Die «Neue Seidenstrasse» als Gegenpol zur US-geführten Weltordnung

In einem Whitepaper, das Anfang des Monats veröffentlicht wurde, stellte Peking die Initiative als Alternative zum vorherrschenden globalen Wirtschaftsmodell dar, das «von einigen wenigen Ländern dominiert wird», und positionierte sich als Vorkämpfer für die Entwicklungsländer.

Im Vergleich zu den beiden vorangegangenen Gipfeltreffen in den Jahren 2017 und 2019 sind jedoch weniger ausländische Staats- und Regierungschefs zu der Veranstaltung gekommen, was zeigt, dass das Interesse an der Initiative nachgelassen hat. Zu den Teilnehmern gehören der indonesische Präsident Joko Widodo, der ungarische Premierminister Viktor Orban, der ägyptische Premierminister Mostafa Madbouly, der kenianische Präsident William Ruto und der chilenische Präsident Gabriel Boric.

Xi und Putin führten am Rande des Forums Gespräche. Der chinesische Staatschef sagte, das politische gegenseitige Vertrauen zwischen den beiden Ländern werde weiter vertieft und das bilaterale Handelsvolumen habe einen Rekordwert erreicht, berichtete das staatliche Fernsehen CCTV.

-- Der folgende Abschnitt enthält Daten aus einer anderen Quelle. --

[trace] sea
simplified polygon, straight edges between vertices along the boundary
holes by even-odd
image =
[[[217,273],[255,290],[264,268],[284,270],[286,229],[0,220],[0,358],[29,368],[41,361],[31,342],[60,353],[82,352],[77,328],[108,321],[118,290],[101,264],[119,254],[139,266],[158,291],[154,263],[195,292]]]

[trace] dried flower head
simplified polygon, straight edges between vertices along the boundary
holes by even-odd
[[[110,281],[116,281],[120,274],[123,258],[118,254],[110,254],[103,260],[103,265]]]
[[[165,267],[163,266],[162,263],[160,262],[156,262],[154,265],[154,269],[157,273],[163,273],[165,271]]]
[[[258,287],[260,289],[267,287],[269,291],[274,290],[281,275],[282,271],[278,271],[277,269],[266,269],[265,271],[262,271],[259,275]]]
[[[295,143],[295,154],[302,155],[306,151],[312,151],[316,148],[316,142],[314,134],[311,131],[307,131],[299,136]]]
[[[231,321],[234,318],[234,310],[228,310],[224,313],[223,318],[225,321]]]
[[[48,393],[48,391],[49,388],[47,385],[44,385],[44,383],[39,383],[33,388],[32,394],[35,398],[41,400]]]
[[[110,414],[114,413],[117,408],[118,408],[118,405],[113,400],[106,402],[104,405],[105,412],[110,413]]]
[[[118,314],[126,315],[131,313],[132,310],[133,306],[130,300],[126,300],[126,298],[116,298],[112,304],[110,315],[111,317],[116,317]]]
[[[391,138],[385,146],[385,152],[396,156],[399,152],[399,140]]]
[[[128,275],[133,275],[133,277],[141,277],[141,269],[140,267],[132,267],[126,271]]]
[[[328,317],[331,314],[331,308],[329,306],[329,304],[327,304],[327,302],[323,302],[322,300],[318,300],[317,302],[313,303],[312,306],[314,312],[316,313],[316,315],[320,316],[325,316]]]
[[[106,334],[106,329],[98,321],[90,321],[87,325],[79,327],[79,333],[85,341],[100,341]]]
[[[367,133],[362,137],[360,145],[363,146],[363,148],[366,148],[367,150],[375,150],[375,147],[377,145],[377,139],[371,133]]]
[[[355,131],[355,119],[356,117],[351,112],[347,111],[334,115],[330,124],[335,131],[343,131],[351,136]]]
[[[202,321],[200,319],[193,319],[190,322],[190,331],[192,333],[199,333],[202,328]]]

«In den 10 Jahren seit 2013 haben der Präsident und ich uns 42 Mal getroffen und eine gute Arbeitsbeziehung und tiefe Freundschaft aufgebaut», sagte Xi. China sei bereit, mit Russland zusammenzuarbeiten, um «internationale Fairness und Gerechtigkeit zu wahren und zur gemeinsamen Entwicklung der Welt beizutragen».

Kein Wort zum Nahost-Konflikt

Das Treffen findet zu einer Zeit statt, in der der Nahe Osten in Aufruhr ist, nachdem die Hamas in diesem Monat Israel angegriffen hat, was zu israelischen Luftangriffen im Gazastreifen und Erwartungen einer Bodeninvasion geführt hat. China und Russland haben es vermieden, die Hamas zu verurteilen, die von Europa und den USA als terroristische Vereinigung eingestuft wird. Xi und Putin erwähnten die Krise am Mittwoch nicht.